Ecotricity – which has owned shares in Good Energy since 2016, with its stake currently being around 25.1% – also gave the reasoning that it has a development function for new green energy generation while Good Energy does not, as well as Ecotricity operating a ‘bills into mills’ concept which links customers’ bills to the building of new green energy sources.

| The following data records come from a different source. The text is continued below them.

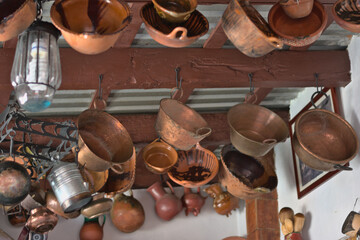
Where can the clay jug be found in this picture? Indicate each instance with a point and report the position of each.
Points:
(192, 201)
(92, 230)
(167, 205)
(224, 202)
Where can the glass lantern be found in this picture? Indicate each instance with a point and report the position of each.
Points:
(36, 70)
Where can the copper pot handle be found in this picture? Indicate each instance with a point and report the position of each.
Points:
(173, 34)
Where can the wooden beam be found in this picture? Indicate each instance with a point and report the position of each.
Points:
(217, 37)
(128, 34)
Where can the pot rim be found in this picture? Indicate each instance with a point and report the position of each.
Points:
(350, 128)
(62, 28)
(277, 7)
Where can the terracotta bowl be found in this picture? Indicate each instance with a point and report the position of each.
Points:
(347, 14)
(90, 27)
(195, 167)
(245, 176)
(173, 35)
(175, 11)
(298, 32)
(15, 17)
(297, 8)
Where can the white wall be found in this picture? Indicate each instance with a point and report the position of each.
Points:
(207, 225)
(327, 206)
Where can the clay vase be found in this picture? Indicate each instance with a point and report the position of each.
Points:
(192, 201)
(167, 205)
(92, 230)
(224, 202)
(127, 213)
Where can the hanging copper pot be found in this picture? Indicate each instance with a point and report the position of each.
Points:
(180, 125)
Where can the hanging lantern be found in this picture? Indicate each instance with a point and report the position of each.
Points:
(36, 70)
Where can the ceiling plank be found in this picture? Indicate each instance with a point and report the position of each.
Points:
(217, 37)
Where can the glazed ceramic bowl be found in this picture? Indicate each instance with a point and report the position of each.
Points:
(175, 11)
(90, 27)
(15, 17)
(298, 32)
(347, 14)
(173, 35)
(195, 167)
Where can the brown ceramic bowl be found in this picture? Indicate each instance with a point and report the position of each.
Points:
(347, 14)
(298, 32)
(195, 167)
(159, 157)
(173, 35)
(297, 8)
(90, 27)
(175, 11)
(15, 17)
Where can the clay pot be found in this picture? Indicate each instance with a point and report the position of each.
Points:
(248, 30)
(173, 35)
(90, 27)
(127, 213)
(298, 32)
(15, 17)
(92, 230)
(346, 14)
(297, 8)
(167, 205)
(192, 201)
(224, 202)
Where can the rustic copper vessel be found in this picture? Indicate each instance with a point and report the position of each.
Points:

The company said it believes that the addition of Good Energy customers to this concept would enable the building of further sources of green energy.
Good Energy’s financial performance was also cited by Ecotricity, stating it had deteriorated over the past three years, with EBITDA declining by a CAGR of -4.1%, gross margin declining from 28.6% to 22.6% and revenue growing at a CAGR of 5.7% although when adjusted for inflation over the three years revenue growth comes in at 3.2%.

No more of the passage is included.